Notas iniciais
Música: https://www.youtube.com/watch?v=yXuXRPMs_Sg (Dear God)

A mente de Edward se desprendeu do corpo e tentou focar-se em lembranças felizes. Esme e o seu carinho incondicional, sempre ao seu lado nos momentos fáceis e difíceis. Certa vez ela fez uma festa surpresa para o filho, reunindo todos os amigos e preparando as coisas mais gostosas de se comer; Edward comeu tanto que poderia ter passado dois dias sem ingerir mais nada. Houve uma vez, quando ele achou que não conseguiria ter um bom desempenho na escola por conta da doença que o acometera, mas ele não só foi o melhor aluno da classe, como o melhor aluno da escola, recebendo um prêmio dos funcionários da instituição quando ainda estava no hospital.

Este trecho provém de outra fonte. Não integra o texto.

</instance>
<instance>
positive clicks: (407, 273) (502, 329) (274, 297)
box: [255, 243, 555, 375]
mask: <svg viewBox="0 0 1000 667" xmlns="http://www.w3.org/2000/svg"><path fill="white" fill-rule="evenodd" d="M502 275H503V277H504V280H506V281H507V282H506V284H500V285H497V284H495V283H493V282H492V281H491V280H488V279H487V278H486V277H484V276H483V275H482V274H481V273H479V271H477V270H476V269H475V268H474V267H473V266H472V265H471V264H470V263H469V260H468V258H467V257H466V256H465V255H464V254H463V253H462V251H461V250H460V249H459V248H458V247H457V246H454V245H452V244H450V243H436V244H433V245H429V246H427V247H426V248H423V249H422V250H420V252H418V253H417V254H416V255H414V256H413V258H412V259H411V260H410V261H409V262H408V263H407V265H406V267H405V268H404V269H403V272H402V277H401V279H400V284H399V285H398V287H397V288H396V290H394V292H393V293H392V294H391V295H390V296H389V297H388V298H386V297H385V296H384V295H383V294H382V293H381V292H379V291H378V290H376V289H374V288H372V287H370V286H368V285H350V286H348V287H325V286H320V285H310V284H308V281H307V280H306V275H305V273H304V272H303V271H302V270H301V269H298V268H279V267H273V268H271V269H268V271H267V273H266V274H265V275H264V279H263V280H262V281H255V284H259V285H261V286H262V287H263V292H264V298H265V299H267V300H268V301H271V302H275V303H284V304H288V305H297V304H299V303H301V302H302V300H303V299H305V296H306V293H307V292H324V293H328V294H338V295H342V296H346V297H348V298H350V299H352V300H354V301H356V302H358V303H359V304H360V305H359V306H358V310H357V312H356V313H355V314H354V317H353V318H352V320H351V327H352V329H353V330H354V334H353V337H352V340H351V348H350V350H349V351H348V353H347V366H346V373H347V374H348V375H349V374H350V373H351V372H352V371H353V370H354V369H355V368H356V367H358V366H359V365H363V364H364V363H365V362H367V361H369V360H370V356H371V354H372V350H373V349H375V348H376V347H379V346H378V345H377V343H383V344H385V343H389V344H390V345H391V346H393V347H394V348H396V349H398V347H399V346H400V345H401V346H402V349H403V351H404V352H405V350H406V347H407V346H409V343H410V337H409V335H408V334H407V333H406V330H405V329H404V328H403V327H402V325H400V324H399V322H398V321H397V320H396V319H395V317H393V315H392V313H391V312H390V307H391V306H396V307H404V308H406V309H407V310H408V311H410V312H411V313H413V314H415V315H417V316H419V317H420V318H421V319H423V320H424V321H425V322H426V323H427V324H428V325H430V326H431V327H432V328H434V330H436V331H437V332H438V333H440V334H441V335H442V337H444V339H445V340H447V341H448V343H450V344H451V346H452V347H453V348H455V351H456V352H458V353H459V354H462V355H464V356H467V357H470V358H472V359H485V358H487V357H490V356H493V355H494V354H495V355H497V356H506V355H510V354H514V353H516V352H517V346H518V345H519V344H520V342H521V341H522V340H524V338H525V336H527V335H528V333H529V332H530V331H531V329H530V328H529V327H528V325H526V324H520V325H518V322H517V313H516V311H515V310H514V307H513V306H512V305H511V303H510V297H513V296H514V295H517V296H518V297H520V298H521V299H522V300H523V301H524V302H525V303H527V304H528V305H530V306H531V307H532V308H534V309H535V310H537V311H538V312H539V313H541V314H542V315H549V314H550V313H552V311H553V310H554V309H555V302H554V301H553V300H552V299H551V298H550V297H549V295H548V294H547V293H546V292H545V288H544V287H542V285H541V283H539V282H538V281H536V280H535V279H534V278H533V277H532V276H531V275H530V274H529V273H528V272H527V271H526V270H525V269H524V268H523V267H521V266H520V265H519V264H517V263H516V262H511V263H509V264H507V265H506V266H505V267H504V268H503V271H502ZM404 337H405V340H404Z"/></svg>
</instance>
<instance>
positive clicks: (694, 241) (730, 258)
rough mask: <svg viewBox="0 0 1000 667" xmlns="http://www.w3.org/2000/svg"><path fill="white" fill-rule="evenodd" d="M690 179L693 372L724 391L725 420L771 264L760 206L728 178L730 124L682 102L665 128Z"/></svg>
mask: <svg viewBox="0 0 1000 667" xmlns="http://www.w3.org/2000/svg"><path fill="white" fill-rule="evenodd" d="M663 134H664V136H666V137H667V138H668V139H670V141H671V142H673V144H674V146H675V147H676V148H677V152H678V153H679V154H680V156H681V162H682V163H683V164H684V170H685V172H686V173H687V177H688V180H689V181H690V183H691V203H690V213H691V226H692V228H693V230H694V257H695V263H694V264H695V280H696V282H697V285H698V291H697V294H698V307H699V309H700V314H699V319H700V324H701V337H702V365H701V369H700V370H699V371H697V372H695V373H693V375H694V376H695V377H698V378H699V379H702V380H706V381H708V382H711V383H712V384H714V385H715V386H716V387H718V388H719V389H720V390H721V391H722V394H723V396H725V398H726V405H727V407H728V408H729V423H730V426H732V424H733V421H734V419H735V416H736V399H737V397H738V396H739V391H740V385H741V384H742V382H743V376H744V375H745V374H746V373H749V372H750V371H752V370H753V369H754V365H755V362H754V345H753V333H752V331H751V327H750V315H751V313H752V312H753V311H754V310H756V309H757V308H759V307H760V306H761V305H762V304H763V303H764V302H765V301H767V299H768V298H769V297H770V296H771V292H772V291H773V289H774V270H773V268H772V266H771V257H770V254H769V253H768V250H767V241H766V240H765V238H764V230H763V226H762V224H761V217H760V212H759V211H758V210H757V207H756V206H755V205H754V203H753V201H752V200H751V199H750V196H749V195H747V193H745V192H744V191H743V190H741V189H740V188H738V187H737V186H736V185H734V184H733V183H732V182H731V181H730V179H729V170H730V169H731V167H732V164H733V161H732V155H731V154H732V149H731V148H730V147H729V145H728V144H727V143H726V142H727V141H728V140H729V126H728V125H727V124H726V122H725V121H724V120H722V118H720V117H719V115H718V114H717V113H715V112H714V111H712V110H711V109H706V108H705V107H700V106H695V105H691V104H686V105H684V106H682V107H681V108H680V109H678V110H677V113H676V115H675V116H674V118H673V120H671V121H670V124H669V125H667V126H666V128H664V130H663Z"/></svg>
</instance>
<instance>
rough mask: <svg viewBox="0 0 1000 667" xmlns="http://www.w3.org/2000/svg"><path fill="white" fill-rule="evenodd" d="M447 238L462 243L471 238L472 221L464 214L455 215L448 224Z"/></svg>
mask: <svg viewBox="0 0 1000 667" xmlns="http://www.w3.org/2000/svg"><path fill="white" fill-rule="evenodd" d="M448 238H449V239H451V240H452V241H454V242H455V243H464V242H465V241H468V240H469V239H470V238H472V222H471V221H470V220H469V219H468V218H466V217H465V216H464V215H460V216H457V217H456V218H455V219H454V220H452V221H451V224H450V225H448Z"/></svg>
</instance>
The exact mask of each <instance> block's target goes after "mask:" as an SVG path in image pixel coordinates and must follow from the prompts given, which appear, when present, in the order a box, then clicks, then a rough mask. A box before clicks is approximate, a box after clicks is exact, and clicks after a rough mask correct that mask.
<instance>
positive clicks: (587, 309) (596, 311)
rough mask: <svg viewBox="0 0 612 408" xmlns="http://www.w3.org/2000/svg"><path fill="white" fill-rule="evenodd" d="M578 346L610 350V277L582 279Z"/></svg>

Um golpe veio forte o suficiente para quebrar o antebraço. Tentou conter o grito e se permitir mergulhar ainda mais nas lembranças...

Bella.

A primeira vez em que a viu. A confiança que ela depositou nele sem merecer. Os beijos, abraços e... Ah, como ele queria mergulhar naquelas lembranças! A inconsciência veio antes e ele não conseguiu se agarrar as felizes memórias que tinha com Isabella.

...

—Bella parecia sem palavras quando reconheceu o lugar aonde Edward poderia estar. Ela também conhecia, infelizmente, aquela mansão.

—Foi para cá que Caius me trouxe quando... –Calou-se, engolindo a bile. Alexandrina se apiedou da garota que parecia estar com os nervos em frangalhos, segurando nervosamente a arma que ela havia dado.

—Bem... O fato de você conhecer o lugar pode nos ajudar em algo. Agora nós precisamos...

—Fique aqui, Alexandrina. –Isabella pediu, surpreendendo a loira. A morena olhava para a frente, segurando firmemente a arma.

—Você só pode estar brincando. Ficar aqui? E você? Para onde vai?

—Preciso resolver isso. Edward me salvou mais vezes do que posso contar. Agora é a minha vez de salvá-lo. –Havia algo agora nos olhos castanhos, um brilho estranho e poderoso que poucas vezes a secretária viu em olhos que fitou.

—O que acha que pode fazer pelo senhor Cullen afinal? Sua expressão não foi nada animadora quando viu aqueles documentos que entreguei a você. –Alexandrina era uma pessoa excessivamente racional que facilmente captava as coisas após atenta observação. Na situação em que estava, contudo, ela não conseguia adivinhar para onde estavam indo os pensamentos da garota sentada ao seu lado no carro. Isabella parecia concentrada em algo e nada nela indicava que iria revelar qualquer coisa.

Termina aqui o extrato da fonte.